In the quantitative analysis part of this paper, the accuracy, precision, recall, and F1score are used to evaluate the recognition and classification effect of the model on each data set. For the training results of four city data sets, we can see that the results of each average index are improved after the transfer learning in turn. The results are shown in Table 5.

4.3. Accuracy and Loss Analysis

The data obtained from the training method with a learning rate of 0.001 were selected, and it was found that as the training accuracy increased, the validation accuracy started to increase, and as the training loss decreased, the validation loss started to decrease. In addition, the accuracy of the validation set was found to be generally higher than that of the training set during the training process.

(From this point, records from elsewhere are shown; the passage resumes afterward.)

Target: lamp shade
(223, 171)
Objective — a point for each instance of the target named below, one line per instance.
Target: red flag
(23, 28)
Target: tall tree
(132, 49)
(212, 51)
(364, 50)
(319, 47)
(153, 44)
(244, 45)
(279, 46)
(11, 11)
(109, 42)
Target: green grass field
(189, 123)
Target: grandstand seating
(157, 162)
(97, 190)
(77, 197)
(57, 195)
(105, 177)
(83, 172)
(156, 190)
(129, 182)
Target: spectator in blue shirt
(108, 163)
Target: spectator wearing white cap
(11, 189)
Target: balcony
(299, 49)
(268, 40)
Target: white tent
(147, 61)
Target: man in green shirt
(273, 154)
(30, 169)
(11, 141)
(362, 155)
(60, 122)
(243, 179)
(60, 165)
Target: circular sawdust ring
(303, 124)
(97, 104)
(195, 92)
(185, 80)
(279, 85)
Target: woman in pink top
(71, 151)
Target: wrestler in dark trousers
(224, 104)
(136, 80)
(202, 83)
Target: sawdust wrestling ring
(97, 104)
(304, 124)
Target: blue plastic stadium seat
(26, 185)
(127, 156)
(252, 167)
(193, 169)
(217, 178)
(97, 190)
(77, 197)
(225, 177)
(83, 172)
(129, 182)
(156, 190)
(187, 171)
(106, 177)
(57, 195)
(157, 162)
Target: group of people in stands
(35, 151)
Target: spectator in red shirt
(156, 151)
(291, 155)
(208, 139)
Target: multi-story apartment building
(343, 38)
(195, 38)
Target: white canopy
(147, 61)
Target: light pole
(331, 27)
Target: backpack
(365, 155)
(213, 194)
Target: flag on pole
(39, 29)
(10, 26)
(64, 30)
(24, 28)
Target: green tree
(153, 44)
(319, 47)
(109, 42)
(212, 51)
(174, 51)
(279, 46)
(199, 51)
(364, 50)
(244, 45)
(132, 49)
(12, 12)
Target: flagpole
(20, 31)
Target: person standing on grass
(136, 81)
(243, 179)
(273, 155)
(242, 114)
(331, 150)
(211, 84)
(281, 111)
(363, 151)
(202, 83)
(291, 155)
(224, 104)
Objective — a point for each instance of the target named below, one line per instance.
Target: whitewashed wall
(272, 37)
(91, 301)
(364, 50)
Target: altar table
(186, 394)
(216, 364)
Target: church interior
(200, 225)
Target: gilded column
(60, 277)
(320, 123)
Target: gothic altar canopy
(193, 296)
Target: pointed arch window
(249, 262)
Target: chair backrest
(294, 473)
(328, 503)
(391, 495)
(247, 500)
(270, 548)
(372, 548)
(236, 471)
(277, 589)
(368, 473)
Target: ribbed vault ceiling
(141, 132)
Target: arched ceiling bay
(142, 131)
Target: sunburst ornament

The reason for this may be that the data set was not evenly proportioned when it was sliced, resulting in the variance within the training set being greater than that within the validation set to the point of error.
After completing the step-by-step training and testing of the land use classification data set of four cities, the overall data set was integrated according to 14 classifications and applied to the EfficientNetV2 convolutional neural network model for testing and training. The accuracy of the overall data set classification is 84.56%, indicating that the model performs well when applied to land use classification for this data set. It can be applied to identify large-scale spatial land use types and statistical analysis of urban land use. Figure 5 shows the overall accuracy and loss graphs of the four cities, which proves that the current model has good accuracy on both the training and testing sets. In this study, it was found that too few training times do not fully realize the learning ability of the model, while too many training times may lead to unstable change curves or cause an overfitting phenomenon. With the increment of epoch, the loss values of both the training and testing sets start to show a decreasing trend, and the loss curve converges and stabilizes after 250 epochs.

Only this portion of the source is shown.